Operation Customized Learning: The Learning Genome Project
|Posted originally on Dreams of Education on February 19, 2011|
“We have organized schools not by how kids learn, they have been organized by an easy way to teach.” -Daggett
In September I mentioned a “hunch” I was having about education and learning. Since September I have fleshed out that hunch into a business model, prototype, and wireframe and am currently working with a team of programmers to make it a reality. Last night I presented this idea at the House of Genius and got some great feedback. It made me want to know what my PLN geniuses thought about the idea! I would love your input on this project as I move forward, are there things that aren’t clear in my explanation of what I am doing? Ideas for how to improve it? Recommendations? Below is a little background as to the “why” I am pursuing this project along with a brief description of my solution.
Education is currently operating from a factory model where students are treated like widgets. We push them through a system and expect that the result will be “educated” citizens who graduate with the exact same skill set to go to college or get a job. Compounding the problem is boxed curriculum that schools use to meet standards. That boxed curriculum reaches one type of learner in one way. It is scripted and artificially paced. The problem: we aren’t dealing with widgets, we are dealing with children, each with different interests, learning styles, passions, abilities, and developmental levels. As a result of this educational model we have uninspired, unmotivated students that aren’t truly educated. We don’t teach them in a way that really equips them to be successful in life. We teach them how to play the system. That if they read the bolded words in their textbook-they can correctly fill in the worksheet, if they memorize the worksheet they can successfully regurgitate it back on the test. Repeat the process and they can graduate with an impressive GPA. That kind of “education” can go directly from a students eyes to their hand, only occasionally taking up residence in their brains. This is what school “success” has been defined by, and it is getting worse.
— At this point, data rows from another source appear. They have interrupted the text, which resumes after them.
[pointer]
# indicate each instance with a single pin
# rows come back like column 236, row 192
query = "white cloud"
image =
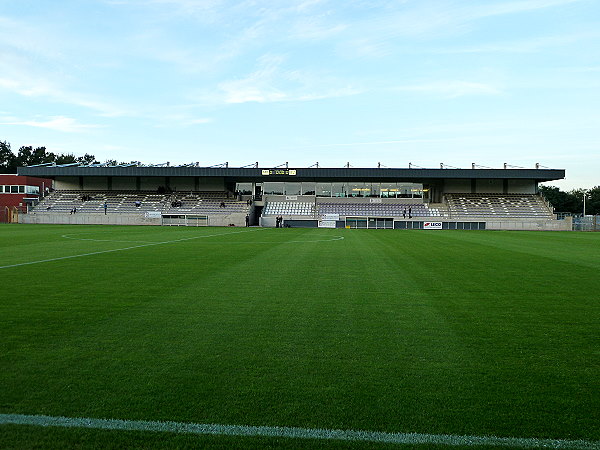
column 452, row 89
column 56, row 123
column 271, row 83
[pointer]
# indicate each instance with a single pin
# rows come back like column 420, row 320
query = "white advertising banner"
column 326, row 223
column 432, row 225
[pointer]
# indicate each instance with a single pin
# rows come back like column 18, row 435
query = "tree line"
column 572, row 201
column 29, row 156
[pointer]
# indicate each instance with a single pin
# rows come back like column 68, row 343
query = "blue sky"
column 421, row 81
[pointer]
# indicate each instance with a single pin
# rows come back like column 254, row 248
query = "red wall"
column 17, row 199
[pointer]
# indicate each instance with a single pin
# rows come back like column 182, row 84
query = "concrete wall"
column 152, row 183
column 69, row 183
column 182, row 183
column 89, row 219
column 530, row 225
column 521, row 187
column 123, row 183
column 210, row 184
column 459, row 186
column 217, row 220
column 95, row 183
column 488, row 186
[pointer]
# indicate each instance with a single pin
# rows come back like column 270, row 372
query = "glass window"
column 308, row 188
column 292, row 188
column 244, row 188
column 338, row 190
column 356, row 189
column 323, row 189
column 374, row 189
column 273, row 188
column 389, row 189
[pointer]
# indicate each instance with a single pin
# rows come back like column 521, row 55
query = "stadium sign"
column 279, row 171
column 432, row 225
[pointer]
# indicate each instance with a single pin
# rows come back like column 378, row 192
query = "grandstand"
column 310, row 197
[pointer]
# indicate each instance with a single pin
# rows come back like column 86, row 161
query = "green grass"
column 444, row 332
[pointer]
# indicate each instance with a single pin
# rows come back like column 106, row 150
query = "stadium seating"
column 124, row 202
column 518, row 206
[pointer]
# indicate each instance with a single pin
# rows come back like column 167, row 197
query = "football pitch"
column 298, row 338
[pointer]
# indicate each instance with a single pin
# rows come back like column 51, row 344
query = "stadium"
column 351, row 327
column 412, row 198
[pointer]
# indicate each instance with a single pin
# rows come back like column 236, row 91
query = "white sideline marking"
column 121, row 249
column 292, row 432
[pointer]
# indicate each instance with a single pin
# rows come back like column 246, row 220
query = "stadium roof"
column 286, row 174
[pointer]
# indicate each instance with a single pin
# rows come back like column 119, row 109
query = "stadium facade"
column 334, row 197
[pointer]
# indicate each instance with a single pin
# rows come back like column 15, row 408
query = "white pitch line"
column 121, row 249
column 293, row 432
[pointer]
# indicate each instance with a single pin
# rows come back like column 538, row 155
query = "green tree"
column 8, row 160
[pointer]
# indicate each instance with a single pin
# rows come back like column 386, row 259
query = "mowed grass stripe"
column 384, row 330
column 294, row 432
column 99, row 252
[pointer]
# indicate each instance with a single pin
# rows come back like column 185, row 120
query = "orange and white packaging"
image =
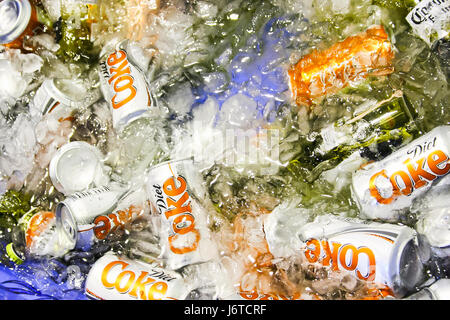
column 385, row 188
column 386, row 254
column 184, row 237
column 123, row 83
column 118, row 278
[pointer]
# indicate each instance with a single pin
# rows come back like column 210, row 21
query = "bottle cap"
column 12, row 254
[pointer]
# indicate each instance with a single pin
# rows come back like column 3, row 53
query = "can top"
column 441, row 289
column 75, row 167
column 14, row 18
column 66, row 226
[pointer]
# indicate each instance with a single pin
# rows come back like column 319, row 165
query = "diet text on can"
column 414, row 174
column 135, row 285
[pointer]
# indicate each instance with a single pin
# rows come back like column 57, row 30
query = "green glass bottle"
column 375, row 130
column 73, row 31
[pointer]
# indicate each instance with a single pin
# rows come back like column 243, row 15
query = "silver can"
column 439, row 290
column 62, row 96
column 386, row 189
column 77, row 166
column 76, row 213
column 387, row 254
column 173, row 189
column 123, row 84
column 143, row 281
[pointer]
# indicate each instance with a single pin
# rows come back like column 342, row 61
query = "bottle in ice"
column 376, row 129
column 20, row 20
column 386, row 189
column 356, row 58
column 388, row 254
column 146, row 281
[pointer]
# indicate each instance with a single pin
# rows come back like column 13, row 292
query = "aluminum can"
column 123, row 84
column 18, row 18
column 386, row 189
column 386, row 254
column 429, row 19
column 62, row 96
column 117, row 278
column 323, row 72
column 253, row 295
column 439, row 290
column 185, row 236
column 77, row 166
column 76, row 213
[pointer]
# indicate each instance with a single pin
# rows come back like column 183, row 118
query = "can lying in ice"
column 76, row 214
column 117, row 278
column 185, row 237
column 384, row 189
column 123, row 84
column 439, row 290
column 62, row 96
column 18, row 19
column 388, row 254
column 77, row 166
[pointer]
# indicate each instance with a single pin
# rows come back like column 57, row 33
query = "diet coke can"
column 117, row 278
column 439, row 290
column 386, row 189
column 185, row 236
column 18, row 19
column 386, row 254
column 75, row 214
column 77, row 166
column 123, row 84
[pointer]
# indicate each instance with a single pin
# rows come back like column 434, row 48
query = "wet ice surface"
column 212, row 67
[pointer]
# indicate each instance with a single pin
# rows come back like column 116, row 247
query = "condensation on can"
column 50, row 99
column 76, row 213
column 77, row 166
column 18, row 19
column 388, row 254
column 145, row 281
column 123, row 84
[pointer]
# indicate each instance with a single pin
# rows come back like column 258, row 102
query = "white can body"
column 385, row 188
column 118, row 278
column 123, row 85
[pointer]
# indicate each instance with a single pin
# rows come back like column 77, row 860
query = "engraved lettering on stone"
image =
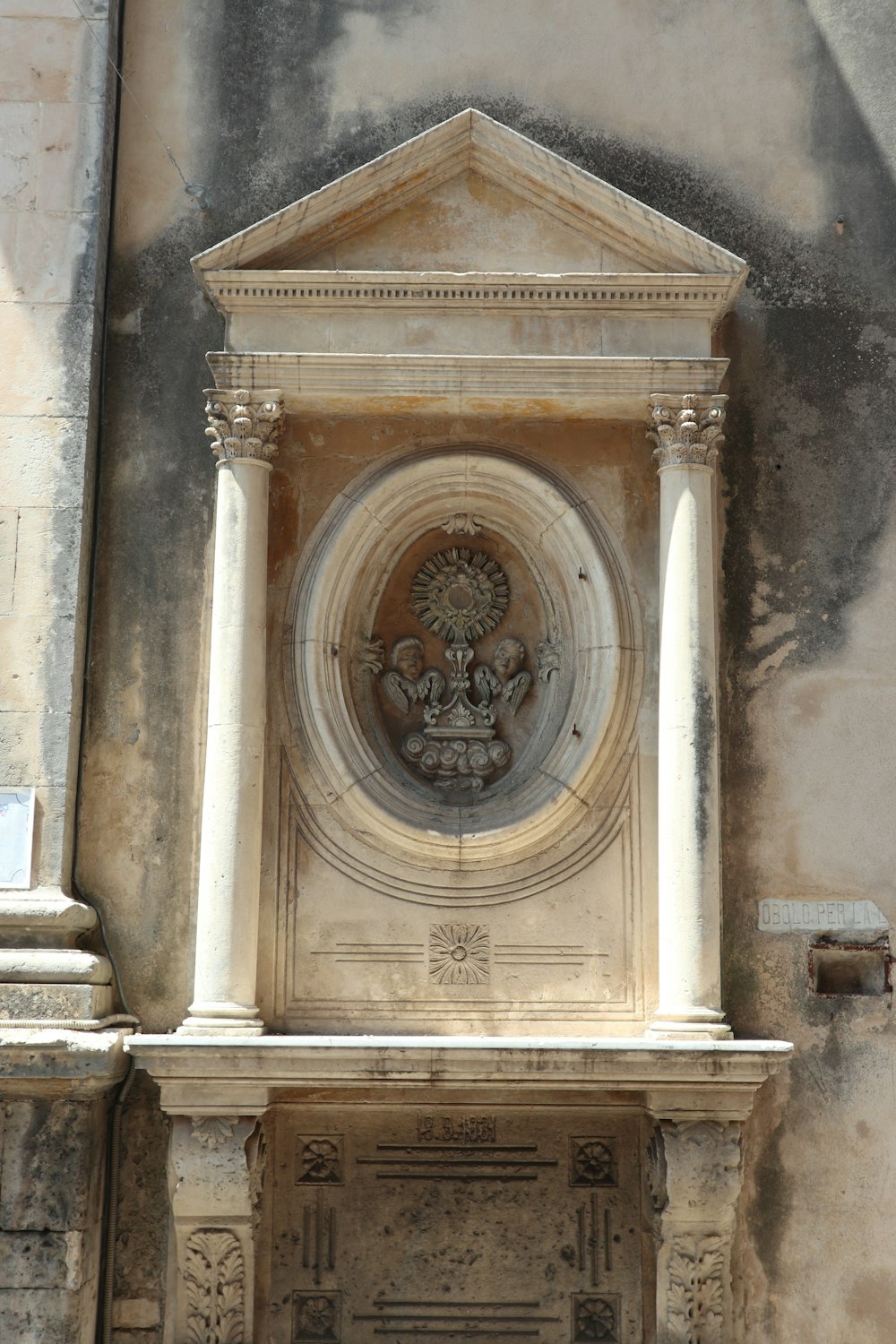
column 212, row 1131
column 694, row 1300
column 455, row 1129
column 242, row 427
column 548, row 658
column 820, row 916
column 686, row 430
column 460, row 954
column 214, row 1279
column 371, row 655
column 316, row 1316
column 594, row 1319
column 319, row 1160
column 462, row 523
column 591, row 1163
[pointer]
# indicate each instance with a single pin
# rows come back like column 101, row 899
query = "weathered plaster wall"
column 758, row 125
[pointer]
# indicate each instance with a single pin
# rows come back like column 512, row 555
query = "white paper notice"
column 16, row 827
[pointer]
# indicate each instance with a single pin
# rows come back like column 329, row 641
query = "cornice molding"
column 547, row 387
column 471, row 142
column 664, row 295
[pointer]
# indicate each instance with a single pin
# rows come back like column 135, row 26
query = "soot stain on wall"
column 806, row 464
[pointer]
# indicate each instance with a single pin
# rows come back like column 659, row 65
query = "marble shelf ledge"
column 675, row 1080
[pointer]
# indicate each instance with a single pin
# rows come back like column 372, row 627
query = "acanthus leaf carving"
column 215, row 1288
column 244, row 424
column 462, row 523
column 696, row 1290
column 371, row 655
column 686, row 429
column 548, row 659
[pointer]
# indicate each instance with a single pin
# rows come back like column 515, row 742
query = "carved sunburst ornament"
column 458, row 954
column 460, row 594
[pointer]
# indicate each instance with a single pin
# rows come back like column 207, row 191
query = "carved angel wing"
column 400, row 690
column 516, row 690
column 485, row 683
column 430, row 685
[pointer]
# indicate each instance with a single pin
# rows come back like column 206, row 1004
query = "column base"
column 689, row 1024
column 220, row 1027
column 222, row 1018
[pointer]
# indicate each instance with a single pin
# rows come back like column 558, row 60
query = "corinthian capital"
column 686, row 429
column 245, row 424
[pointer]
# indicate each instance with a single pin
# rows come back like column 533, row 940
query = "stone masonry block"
column 47, row 1316
column 42, row 1260
column 42, row 461
column 53, row 1163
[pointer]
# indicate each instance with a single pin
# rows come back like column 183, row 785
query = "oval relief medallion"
column 465, row 680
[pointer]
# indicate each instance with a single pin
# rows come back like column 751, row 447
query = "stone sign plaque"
column 817, row 916
column 454, row 1222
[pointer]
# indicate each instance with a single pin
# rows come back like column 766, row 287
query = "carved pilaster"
column 694, row 1182
column 212, row 1177
column 686, row 429
column 245, row 424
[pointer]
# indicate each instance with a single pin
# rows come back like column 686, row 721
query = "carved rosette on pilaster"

Sometimes students will get lucky and learn from a teacher that can draw out passion and inspire learning; but with increased standardization and testing, teachers don’t have time to differentiate for every student. What’s more, they don’t know what they don’t know and may not be able to find the perfect lesson/website/book/video/manipulative for the student.
As a teacher I am deeply concerned about individualizing learning as much as possible, recognizing that every one of my students had unique gifts, talents, passions and that they bring something to the world that no one else does. I started thinking about how we have managed to customize everything from ringtones to hamburgers. We have managed to customize absolutely everything in our worlds except for education. Pandora is a great example, enter one song or artist that you enjoy and an entire “customized” playlist is created based on that one song. You end up discovering artists and songs that you didn’t even know existed, and 9 times out of 10 it becomes a new favorite. If we can do this for music, why can’t we do it for curriculum? This is where my solution comes in, right now I’m calling it the Learning Genome. The Learning Genome is a platform that allows a group of approved educators (experts) to tag curriculum based on a set of learning attributes (much in the way that music is tagged for Pandora). This tagged curriculum works in tandem with a student profile, an individualized learning plan, learning goals (that can be pulled from state standards or learning benchmarks), and a school profile. Teachers can enter a lesson or book that a student enjoyed, and based on that input a customized curriculum can be created for every student. Just like Pandora, the Learning Genome would allow for multiple learning channels. The multiple channels are essential because students have a variety of interests and learning modalities. Now teachers don’t have to endlessly search for the perfect curriculum for a student, the results are delivered to them. Differentiation within the classroom becomes much easier. Teachers can tailor curriculum to meet the individual needs of students in their classroom. Every child benefits from the ability to learn in a way that makes sense to them.
I’m working to make the Learning Genome completely free for educators (and parents/homeschool educators) to use. The curriculum delivered will be a mixture of free/open-source and paid-for content (lessons, books, websites, videos, manipulatives, etc.). The larger vision of the Learning Genome is to make it a complete learning management system complete with a virtual mentor program (Twitacad), electronic portfolios, blogs, wikis, planners, and an ability tracking system. Those additional features will be added after the “hub” of the Learning Genome is in place.
The Learning Genome will be available to every school, everywhere. To fully realize the vision of customized education, I am working to start a school that will use the Learning Genome as the foundation for individualized learning.